Babaya Mektup, Kafka'yı anlamaktır...Mektup türünde biyografik bir eserdir. Kafka’nın çocukluk yıllarından yetişkinlik yıllarına kadar tüm hayatı hakkında önemli ve detaylı bilgilere ulaşabildiğimiz bir kitaptır.
Yazar, bu eserinde babasına hitap etmektedir. Kafka hiçbir zaman iyi bir konuşmacı olamamıştır fakat çok iyi bir yazardır.
Kitabı yazmaktaki amacı ise ona söylemekten korktuğu düşüncelerini, isyanlarını, pişmanlık ve kızgınlıklarını, veremediği cevaplarını içinden atmak istemesidir.
Baba Herman, oldukça akıllı, yetenekli, kendine güvenen ve baskın karakterli bir babadır. Franz Kafka kalabalık bir aile içinde büyümüştür. Bu yüzden de babasının kendisiyle olan ilişkisini, kız kardeşleriyle olan ilişkisiyle ve yer yer de erkek kardeşleriyle olan ilişkisiyle kıyaslar.
Yazar, çocukluk yıllarındaki sessizliği, çekimserliği için babasını suçlar. Büyür ve yine yalnızlığı, sessizliği, beceriksizliği için babasını suçlar. Tüm bunların belki biraz baba sevgisi, şefkati ve desteği hissetmiş olsaydı daha az olacağını iddia eder.

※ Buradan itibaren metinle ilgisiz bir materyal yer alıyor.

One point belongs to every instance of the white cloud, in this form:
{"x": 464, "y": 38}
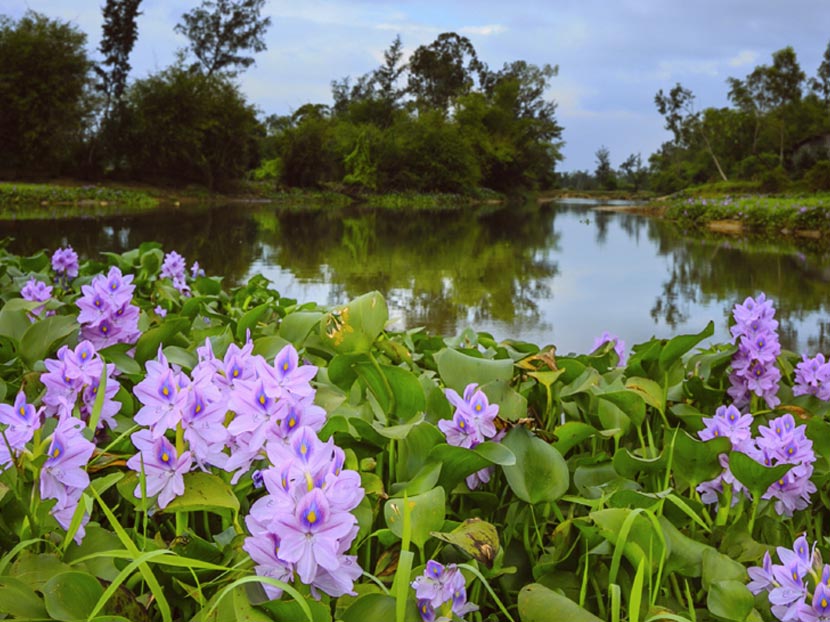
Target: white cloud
{"x": 484, "y": 31}
{"x": 744, "y": 57}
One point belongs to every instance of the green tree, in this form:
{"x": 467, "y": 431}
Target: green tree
{"x": 185, "y": 126}
{"x": 119, "y": 34}
{"x": 44, "y": 103}
{"x": 220, "y": 30}
{"x": 604, "y": 173}
{"x": 443, "y": 70}
{"x": 820, "y": 84}
{"x": 677, "y": 107}
{"x": 634, "y": 171}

Annesinin kendisine sonsuz bir iyilik, sabır ve sevgiyle yaklaştığını da anlatır. Ve çok arada kaldığını dile getirir.
"Annemin aile içindeki konumunun ne kadar eziyetli ve son derece yıpratıcı olduğunu hiç akıldan çıkarmamak gerekir..."
(S.26)
Kinayeli biçimde; işlerinde, çalışmalarına ve seçimlerinde babası gibi başarılı olamadığını dile getirmiştir. Burada gizli hayranlık olduğunu da seziyorsunuz. Bu başarısızlığını babasıyla ilişkili olduğunu dile getiriyor. Çünkü babasından sevgi ve şefkat görmediği gibi hiçbir zaman destek de görmemiştir. Aynı şekilde evlilik düşüncesini, bu konuda başarısızlıklarını da yazıya dökmüş.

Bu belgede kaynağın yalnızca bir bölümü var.